I was the Motorsports Director of the Motor City Viper Owners car club when a message came into the club’s email account. The sender posted that he was in need of a “presentable early model Viper.” Normally, I would have ignored one of these notes thinking a politician wanted a car to ride in for a parade or something like that. Not to mention someone seeking an “early generation Viper” generally has a red car with the side pipes found on the first Vipers in mind. I have a graphite generation II Viper with no side pipes; but for some reason, I followed up on the inquiry.
I sent an email explaining that I have a gen II roadster, same body style as the “early model years” but no side pipes like the first Vipers. I immediately received a response back explaining that the car was needed for an event honoring none other than Bob Lutz. He was speaking at a black tie event hosted by the French American Chamber of Commerce, which was honoring him at a gala held at the Orchard Lake Country Club, Michigan. The plan was to surprise Bob by having one of each car, that he was instrumental in the development of, on display. The cars were to be placed in a semicircle on the lawn off the club veranda to surprise Bob when he arrives for a private cocktail hour prior to the main event. No politicians check. Some one-on-one time with the ultimate car guy, check.
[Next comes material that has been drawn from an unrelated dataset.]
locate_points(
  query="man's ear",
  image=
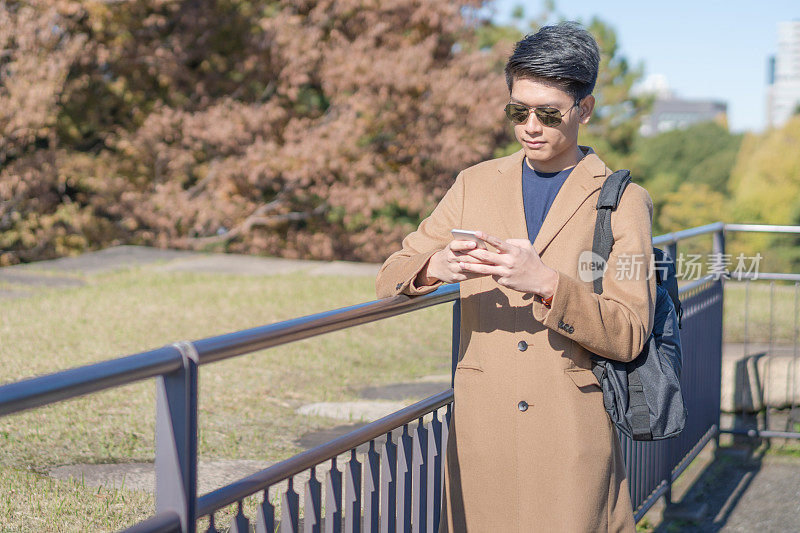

Cocktail hour, check. “Yeah, we’ll be there.”
As the event drew near, we received additional information; we were to arrive at the event a half hour before the 6:00 pm scheduled arrival of Mr. Lutz. We were directed how to get our cars out on the lawn and to park next to a display board describing each of our cars. We were also told that Jean Jennings, President and Editor-in-Chief of Automobile Magazine, was going to attend with a photographer and may do an article about the evening.
My wife, Lai Ha, and I arrived at the country club at the prescribed hour wearing our Sunday best, and we were directed out to the lawn. I have to admit, as I carefully drove across the manicured lawn, the thought of dumping the clutch and doing a big donut across the club lawn did cross my mind – for a moment. In addition to our Viper parked on the lawn with us was an Opel Cadet, Chrysler LHS, Corvette ZR1, Camaro convertible, several late model Cadillac’s and, of course, a Volt.
When Mr. Lutz arrived, he smiled a broad smile as he saw a resume of his life work in front of him. I was later told that he said he has done many of these types of events before but never have they gathered examples of all “his” cars in one place before. We were all asked to stand by our car, and he made his way to each of the owners for photos and spend a few moments with each of us.
When Bob approached us, he said “ohhhh Viper! These are great cars, I’m glad they got an early one. Did you see the new one? They’re going back to this style. I’ll never forget how we came up with the name. We modeled the car off the Cobra. We asked Ford if we can have that name but, of course, they said FU, so we were on the plane one night home after a long day. We had just decided to do the car, and we were having cocktails throwing out snake names when someone said Viper. We said that’s it! It’ll be Viper.” Bob thanked us for bringing our car, he posed for several pictures with us and he signed the poster board they had made for us.
As the main event started, we admired the cool cars as we mingled with other car owners, and members from the French American Chamber of Commerce (did I mention my wife is Chinese and I’m Irish?). We found ourselves talking with one of Bob’s assistants from days gone by and enjoyed the many stories she had to tell.
In addition to the Bob Lutz event, our Viper was invited by CEMA to be a feature car in front of the Walter P Chrysler Museum representing ’02 model year at the clubs annual car show which featured two seaters. In our years of Viper ownership, the car has been our ticket to do many things we wouldn’t otherwise have had the opportunity to do and the Viper is the ticket to move you to the front of the line.